By my kindergarten year, Ann looked less like Cher and more like Courtney Love-- a sticky, smeared, and faded strawberry-blond.
Then she succumbed to further indignity, when Grandpa sat on her.
I can admit it now; it was my frantic attempt to save her from smothering (the Aged Relative was not known for his exemplary hygiene) that inadvertently detached her arm, and triggered her true downward spiral.
I waited fearfully, while Mom put Ann in rehab. Under her skillful hands, Ann was stitched-up, washed, coiffed, detoxed and just about ready to begin life anew. I was overjoyed.
But Ann was also still drenched. A day went by... another... and repeated tumbles in the dryer, and even summer sunbathing on the porch, didn't encourage her ultimate recovery. I was five and I was anxious.
And that’s when Mom decided to speed-dry her in the microwave.
I should emphasize that in the mid-70s, microwaves were still rare and mysterious things. Shadowy and mystical... Akin to Sea Monkeys, StarWars and the high-tech visual delights of Atari Pong.
Mom's logic was that if a microwave could cook a baked potato in seven minutes, it could surely dry some cotton hussy with sporadic alopecia. And it might have worked, too. Only, see, microwaves cook from the inside out and Ann’s insides were, we later learned, sawdust.
Black smoke pouring from the appliance signaled the beginning of the end for our Ann.

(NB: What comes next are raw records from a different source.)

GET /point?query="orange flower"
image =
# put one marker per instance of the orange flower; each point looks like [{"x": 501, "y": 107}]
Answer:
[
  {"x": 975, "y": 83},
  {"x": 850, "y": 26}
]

In seconds, our dining room smelled like a bonfire. Flames shot from Raggedy Ann’s chest, licking the microwave’s inner roof. The smoke detector squawked like a dying goose. Mom shrieked, tossed baking soda on the doll and patted her down like Kurt Russell in Backdraft. Ann was carried out smoldering.
My mother made a final, noble attempt to resuscitate Raggedy Ann. A denim patch went over the spot where the fatal heartburn had taken place. And we went through the motions of redrawing her facial features with magic marker.
But she still reeked of burnt wood and scorched cotton. And her face was just wet enough so that her markered lips bled into a crooked, post-mortem sneer.
It was time to face facts: Raggedy Ann was no more. We put her in a grocery bag and I watched from the window as Mom set her out with the trash.
I never got another Ann. It would have been disrespectful. But when the Adult Me picked up Andy and added him to the donation bag, I had to wonder...
How on earth did I ever explain to him that his sister, who went in for a simple makeover procedure, ended up dead and dumped at the side of the road?
To this day he probably figures it was a mob hit.